2 Prompt Learning Derivative Path

In recent years, pre-trained language models have become one of the most attention-grabbing technologies in the field of natural language processing (NLP). Pre-trained models can perform self-supervised learning on large-scale text corpora, thereby obtaining rich linguistic knowledge, and achieve excellent performance by fine-tuning on downstream tasks. Prompt Learning (prompt learning) is a new pre-trained model paradigm that guides the model to learn by providing specific task prompts during the pre-training process, helping the model better utilize the contextual information of the task, thereby improving the performance of the model. It also enables the model to maintain good performance in low-resource scenarios such as Few-shot and Zero-shot. This issue's foresight insight starts from the Prompt Learning pre-training paradigm, discussing what is Prompt, why Prompt, and how to Prompt. Finally, it will combine the most popular technology ChatGPT for a simple explanation of the Prompt paradigm, more intuitively demonstrating the charm of Prompt Learning.

1 Introduction

Figure caption: Prompt magical power^[1]

The development of artificial intelligence has always been a hot topic in the technology community. Over the past few decades, people have been exploring how to make machines more intelligent. However, despite the significant progress made by modern machine learning technology, machines still perform far worse than humans in some areas. One of the key reasons is that machines often lack human common sense and reasoning ability. This makes machines perform poorly in complex tasks, such as natural language understanding and text generation.

To solve this problem, researchers have been trying various methods. One of the most promising methods is Prompt Learning. Prompt Learning is a template-based machine learning method that provides some 'prompts' to help the model better understand the task, thereby improving the performance of the model.

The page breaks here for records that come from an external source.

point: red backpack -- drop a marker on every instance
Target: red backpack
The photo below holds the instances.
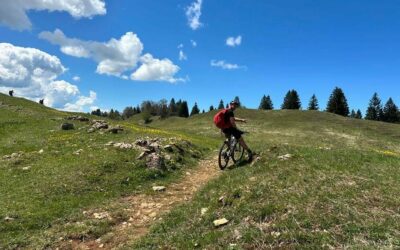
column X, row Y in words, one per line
column 219, row 119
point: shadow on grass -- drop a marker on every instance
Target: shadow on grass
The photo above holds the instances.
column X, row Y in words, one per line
column 240, row 164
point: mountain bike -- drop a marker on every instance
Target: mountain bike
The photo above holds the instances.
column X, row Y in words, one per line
column 230, row 149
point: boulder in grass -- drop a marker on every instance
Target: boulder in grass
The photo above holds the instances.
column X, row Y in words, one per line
column 220, row 222
column 67, row 126
column 159, row 188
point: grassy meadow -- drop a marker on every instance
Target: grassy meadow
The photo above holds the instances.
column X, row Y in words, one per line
column 338, row 189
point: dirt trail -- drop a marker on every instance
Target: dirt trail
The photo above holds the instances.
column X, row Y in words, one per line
column 146, row 209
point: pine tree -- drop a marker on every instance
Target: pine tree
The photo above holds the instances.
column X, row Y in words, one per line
column 353, row 114
column 183, row 110
column 391, row 112
column 163, row 109
column 374, row 111
column 195, row 110
column 337, row 103
column 358, row 114
column 269, row 105
column 291, row 100
column 172, row 108
column 237, row 100
column 313, row 104
column 221, row 105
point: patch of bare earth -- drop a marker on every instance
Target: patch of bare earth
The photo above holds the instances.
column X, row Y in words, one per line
column 146, row 209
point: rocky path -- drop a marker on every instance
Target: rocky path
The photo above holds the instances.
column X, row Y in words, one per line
column 147, row 209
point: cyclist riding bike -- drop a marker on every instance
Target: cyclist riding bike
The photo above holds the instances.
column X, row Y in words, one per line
column 226, row 121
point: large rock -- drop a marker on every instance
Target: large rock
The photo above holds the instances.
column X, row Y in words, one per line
column 115, row 129
column 67, row 126
column 155, row 161
column 78, row 118
column 220, row 222
column 99, row 124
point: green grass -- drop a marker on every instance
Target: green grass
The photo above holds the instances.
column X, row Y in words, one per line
column 340, row 189
column 59, row 185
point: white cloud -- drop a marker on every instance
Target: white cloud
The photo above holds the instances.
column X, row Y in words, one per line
column 224, row 65
column 234, row 41
column 13, row 12
column 182, row 56
column 114, row 57
column 33, row 74
column 153, row 69
column 193, row 13
column 83, row 101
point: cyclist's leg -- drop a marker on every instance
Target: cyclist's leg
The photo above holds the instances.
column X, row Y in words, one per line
column 238, row 135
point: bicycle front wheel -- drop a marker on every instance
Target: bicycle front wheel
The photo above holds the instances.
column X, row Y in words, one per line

When training a model, the first step is to define a prompt template, which contains some prompt information, such as keywords, phrases, and sentences. Then, the prompt template is input into the model along with the training data for training. During prediction, the prompt template can be input into the model along with the data to be predicted, thereby helping the model better understand the input data. The prompt information used in model training is usually understandable to humans, which also allows for a better understanding of the logic and reasoning process of the model when making decisions. By combining different prompt patterns, the model can complete different task requirements during prediction. At the same time, adding prompt information can help the model better utilize existing labeled data, learn more general feature representations, and thus maintain good performance in low-resource scenarios.

2 Prompt Learning Derivative Path

Figure caption: Typical NLP technology paradigm^[1]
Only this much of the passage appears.